Celebrating its 50th anniversary in 2022, the Salem Witch Museum has told the story of the innocent victims of the Salem Witch Trials since its founding in 1972.

Salem Witch Museum

On May 6, 1972, the museum opened and became the first in the city to bring the full story of the Salem Witch Trials to visitors from around the block and around the world. The museum’s second exhibit, Witches: Evolving Perceptions was added in 1999.

The story of the Salem Witch Museum begins in 1692, when the site was home to the elder minister of Salem, Reverend John Higginson. Though he largely stayed out of the witchcraft turmoil, he was involved in several examinations. Also living here in 1692 was his daughter, Ann Dolliver, and her three children. In June of 1692, Dolliver was accused of witchcraft, arrested, jailed, and examined. Although she confessed, she never came to trial and returned to live here with her family on Salem Common.

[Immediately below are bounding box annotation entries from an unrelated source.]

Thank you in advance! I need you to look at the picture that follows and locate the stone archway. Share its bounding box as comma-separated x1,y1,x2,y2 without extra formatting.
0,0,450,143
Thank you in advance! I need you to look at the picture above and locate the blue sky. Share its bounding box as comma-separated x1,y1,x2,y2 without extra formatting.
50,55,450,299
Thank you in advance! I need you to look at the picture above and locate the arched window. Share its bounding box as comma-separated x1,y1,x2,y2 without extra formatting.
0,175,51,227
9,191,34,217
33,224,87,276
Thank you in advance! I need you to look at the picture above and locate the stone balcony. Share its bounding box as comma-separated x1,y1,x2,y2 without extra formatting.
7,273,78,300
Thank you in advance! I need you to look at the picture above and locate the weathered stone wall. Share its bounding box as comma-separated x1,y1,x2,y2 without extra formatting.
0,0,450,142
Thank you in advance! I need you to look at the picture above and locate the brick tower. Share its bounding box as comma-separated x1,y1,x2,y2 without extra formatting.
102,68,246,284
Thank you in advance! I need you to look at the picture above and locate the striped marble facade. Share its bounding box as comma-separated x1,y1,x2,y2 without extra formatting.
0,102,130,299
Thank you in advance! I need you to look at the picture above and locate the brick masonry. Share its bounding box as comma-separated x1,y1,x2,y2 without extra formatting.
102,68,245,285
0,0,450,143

View of the East Church, built between 1844 and 1846, on Brown Street (now part of Washington Square North)

The brick and brownstone Gothic Revival building was constructed by New York architect Minard Lafever between 1844-1846 for Salem’s East Church. The original bell towers were shortened after a fire in the earlier 1920s. The congregation continued to meet here until the late 1940s. After the First and Second Churches reunited in 1956, the building was sold. For a decade, it housed the Salem Antique Auto Museum and Americana Shops.

Today the Salem Witch Museum examines one of the most enduring and emotional events in American history through two presentations. The first provides an immersive look into the events of 1692. Visitors experience the drama of that dark time through 13 stage sets with life-sized figures, lighting, and narration as they are witnesses to the web of lies and the intrigue of the Salem witch-hunt. The second exhibit, Witches: Evolving Perceptions, explores the European witchcraft trials, the evolving image of the witch, and the larger issues of persecution and scapegoating in American history.

Salem Witch Museum painting
Painting by Racket Shreve

The Salem Witch Museum experience and its involvement in our local community go beyond its presentations and exhibits. On the 300th anniversary of the Salem Witch Trials, the Salem Witch Museum was instrumental in overseeing the creation of the Salem Witch Trials Memorial. Educational events are hosted by the museum year-round. They have also created descendant packets, available in the museum store.

And, if you love visiting Salem in October, you have the Salem Witch Museum to thank for some of the City’s most memorable festivities. In 1982, the Salem Witch Museum, in cooperation with the Salem Chamber of Commerce, launched Salem Haunted Happenings. What began as a local, one-weekend event has grown into the month-long Halloween celebration that it is today.